L’intervention turque dans l’enclave kurde d’Afrin est l’autre casse-tête dont Vladimir Poutine se serait passé. « La grande réussite de la Russie a été que la Turquie se rapproche d’elle, ainsi que les zones de désescalade », rappelle Julien Théron, spécialiste du Moyen-Orient et enseignant à Sciences Po. La fin du soutien turc aux rebelles d’Alep en a accéléré la chute, tandis que le trio Damas-Téhéran-Moscou laissait Ankara prendre pied au Nord de la Syrie.

Les Russes jouent la prudence

S’opposer mais consentir: pour ménager sa relation avec Ankara, Moscou applique la même méthode qu’avec Israël. Tout en s’opposant à l’intervention des Turcs contre les kurdes d’YPG, liés au PKK qu’il combat sur son sol, elle y a consenti en retirant ses atouts militaires, positionnés dans l’enclave après la destruction d’un avion russe par la Turquie à l’automne 2015.

Il suffirait de peu pour qu’un conflit éclate, mais les acteurs extérieurs semblent résolus à l’éviter. La Russie a ainsi fait profil bas après la mort de quatre Russes dans une frappe de Washington en soutien à la coalition arabo-kurde contre une position du régime près de Deir ez-Zor. Selon le New York Times, ils pourraient en fait être bien plus nombreux.
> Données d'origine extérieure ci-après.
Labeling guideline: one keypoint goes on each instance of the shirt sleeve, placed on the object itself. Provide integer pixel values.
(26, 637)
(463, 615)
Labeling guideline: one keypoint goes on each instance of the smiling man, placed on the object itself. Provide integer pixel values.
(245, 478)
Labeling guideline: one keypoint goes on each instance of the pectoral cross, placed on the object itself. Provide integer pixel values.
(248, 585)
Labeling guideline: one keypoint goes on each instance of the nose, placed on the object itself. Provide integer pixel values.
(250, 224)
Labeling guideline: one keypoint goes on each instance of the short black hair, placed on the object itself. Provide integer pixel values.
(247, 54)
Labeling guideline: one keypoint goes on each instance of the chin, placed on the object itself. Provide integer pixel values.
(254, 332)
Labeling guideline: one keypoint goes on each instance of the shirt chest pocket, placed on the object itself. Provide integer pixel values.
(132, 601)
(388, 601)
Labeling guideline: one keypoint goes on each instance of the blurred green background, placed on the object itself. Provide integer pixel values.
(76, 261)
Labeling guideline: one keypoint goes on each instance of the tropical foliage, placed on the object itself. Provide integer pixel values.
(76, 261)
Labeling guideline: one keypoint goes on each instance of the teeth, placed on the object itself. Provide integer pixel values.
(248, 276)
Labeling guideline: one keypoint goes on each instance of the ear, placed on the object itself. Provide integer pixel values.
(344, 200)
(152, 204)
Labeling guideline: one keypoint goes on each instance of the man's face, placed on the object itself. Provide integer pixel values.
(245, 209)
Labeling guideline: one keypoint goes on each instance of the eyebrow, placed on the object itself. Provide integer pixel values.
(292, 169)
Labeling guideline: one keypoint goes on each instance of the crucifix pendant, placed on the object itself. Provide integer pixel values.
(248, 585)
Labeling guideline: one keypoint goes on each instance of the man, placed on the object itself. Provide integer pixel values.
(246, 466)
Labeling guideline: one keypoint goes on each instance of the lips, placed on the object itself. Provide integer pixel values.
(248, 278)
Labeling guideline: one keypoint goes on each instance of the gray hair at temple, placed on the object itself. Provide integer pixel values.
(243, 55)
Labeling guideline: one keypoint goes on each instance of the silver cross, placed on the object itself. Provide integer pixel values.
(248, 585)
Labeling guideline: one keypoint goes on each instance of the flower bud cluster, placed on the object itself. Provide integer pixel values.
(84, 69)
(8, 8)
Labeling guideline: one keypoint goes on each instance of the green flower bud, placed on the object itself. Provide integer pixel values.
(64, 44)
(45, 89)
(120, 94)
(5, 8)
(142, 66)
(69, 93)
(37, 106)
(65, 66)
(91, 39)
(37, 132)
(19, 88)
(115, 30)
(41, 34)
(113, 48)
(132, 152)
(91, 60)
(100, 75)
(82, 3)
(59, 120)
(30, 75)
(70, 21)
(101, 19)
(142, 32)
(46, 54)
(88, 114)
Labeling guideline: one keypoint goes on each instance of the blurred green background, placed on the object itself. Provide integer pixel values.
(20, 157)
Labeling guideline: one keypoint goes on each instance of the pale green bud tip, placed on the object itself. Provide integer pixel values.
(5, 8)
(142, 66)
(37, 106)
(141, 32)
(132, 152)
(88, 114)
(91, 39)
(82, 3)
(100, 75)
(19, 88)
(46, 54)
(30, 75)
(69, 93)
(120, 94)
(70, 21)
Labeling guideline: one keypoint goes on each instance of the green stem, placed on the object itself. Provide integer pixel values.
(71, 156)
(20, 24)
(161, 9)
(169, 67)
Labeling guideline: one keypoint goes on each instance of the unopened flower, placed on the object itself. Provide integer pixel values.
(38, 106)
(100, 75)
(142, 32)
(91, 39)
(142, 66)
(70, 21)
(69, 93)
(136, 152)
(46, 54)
Une photo fournie par les Forces armées russes le 15 septembre 2017 montre un soldat russe en faction dans une rue centrale de la ville de Deir ez-Zor, à l'est de la Syrie.
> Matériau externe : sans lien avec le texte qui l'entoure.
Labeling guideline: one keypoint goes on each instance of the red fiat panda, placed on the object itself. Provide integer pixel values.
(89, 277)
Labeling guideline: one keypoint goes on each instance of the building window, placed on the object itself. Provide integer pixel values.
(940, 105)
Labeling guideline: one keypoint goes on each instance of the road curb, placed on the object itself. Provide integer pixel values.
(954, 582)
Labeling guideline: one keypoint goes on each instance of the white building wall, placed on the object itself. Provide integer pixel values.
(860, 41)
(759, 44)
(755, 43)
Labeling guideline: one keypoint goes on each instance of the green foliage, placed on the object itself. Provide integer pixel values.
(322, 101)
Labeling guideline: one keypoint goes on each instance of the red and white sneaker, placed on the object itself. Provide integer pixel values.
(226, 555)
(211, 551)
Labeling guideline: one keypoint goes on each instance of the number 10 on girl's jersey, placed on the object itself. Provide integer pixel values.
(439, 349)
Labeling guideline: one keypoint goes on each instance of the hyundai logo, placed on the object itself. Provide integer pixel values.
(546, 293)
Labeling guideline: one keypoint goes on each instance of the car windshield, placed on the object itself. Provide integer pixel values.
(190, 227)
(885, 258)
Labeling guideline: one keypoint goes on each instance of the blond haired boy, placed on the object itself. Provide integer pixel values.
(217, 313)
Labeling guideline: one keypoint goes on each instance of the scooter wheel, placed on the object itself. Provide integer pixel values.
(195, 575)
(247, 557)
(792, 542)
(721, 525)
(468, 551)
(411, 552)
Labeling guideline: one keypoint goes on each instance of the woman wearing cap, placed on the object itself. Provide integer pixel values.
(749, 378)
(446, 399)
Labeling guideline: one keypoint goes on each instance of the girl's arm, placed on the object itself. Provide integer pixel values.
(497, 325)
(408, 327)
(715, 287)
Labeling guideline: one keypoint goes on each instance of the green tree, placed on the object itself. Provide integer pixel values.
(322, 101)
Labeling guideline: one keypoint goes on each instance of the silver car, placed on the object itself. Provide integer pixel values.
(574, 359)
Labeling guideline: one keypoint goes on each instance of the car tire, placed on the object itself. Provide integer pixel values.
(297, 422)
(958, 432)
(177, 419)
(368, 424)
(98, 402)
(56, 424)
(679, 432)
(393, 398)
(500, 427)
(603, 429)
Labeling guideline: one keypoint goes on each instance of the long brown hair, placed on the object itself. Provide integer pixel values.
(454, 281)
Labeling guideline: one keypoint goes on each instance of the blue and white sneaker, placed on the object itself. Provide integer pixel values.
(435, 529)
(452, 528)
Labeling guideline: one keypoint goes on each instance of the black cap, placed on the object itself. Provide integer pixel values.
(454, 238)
Une photo fournie par les Forces armées russes le 15 septembre 2017 montre un soldat russe en faction dans une rue centrale de la ville de Deir ez-Zor, à l’est de la Syrie. Afp.com/Dominique DERDA

« La confrontation avec l’EI et sa défaite militaire étaient annoncées et tout le monde s’attendait à ce que les forces actuelles se retrouvent à se regarder en chiens de faïence. Il y a un évitement permanent des partis extérieurs au conflit, qui jouent avec des proxys, des acteurs locaux, précise Julien Théron. Les Turcs avec les rebelles, les États-Unis avec les Kurdes et Damas et l’Iran avec des milices chiites afghanes, libanaises ou irakiennes. »

L’échec de la réunion de Sotchi

Alors que la situation sur le terrain se corse, les négociations, de leur côté, sont au point mort. Les principaux groupes de l’opposition et les Kurdes ont boudé fin janvier la réunion de Sotchi. Le processus russe se révèle tout aussi incapable de dessiner un avenir pour la Syrie que celui de l’ONU. Soutien actif du régime, en particulier ces derniers jours dans le bombardement de la Ghouta, la Russie atteint les limites de sa volonté d’être faiseuse de paix.

Faire s’entendre les parties se révèle bien plus ardu que s’imposer militairement. Julien Théron: « La réponse ne peut être que politique à la fin, comme ce fut le cas avec les accords de Taëf, en 1989, fixant un statu quo et une amnistie générale au Liban ». Une issue loin d’être à l’ordre du jour.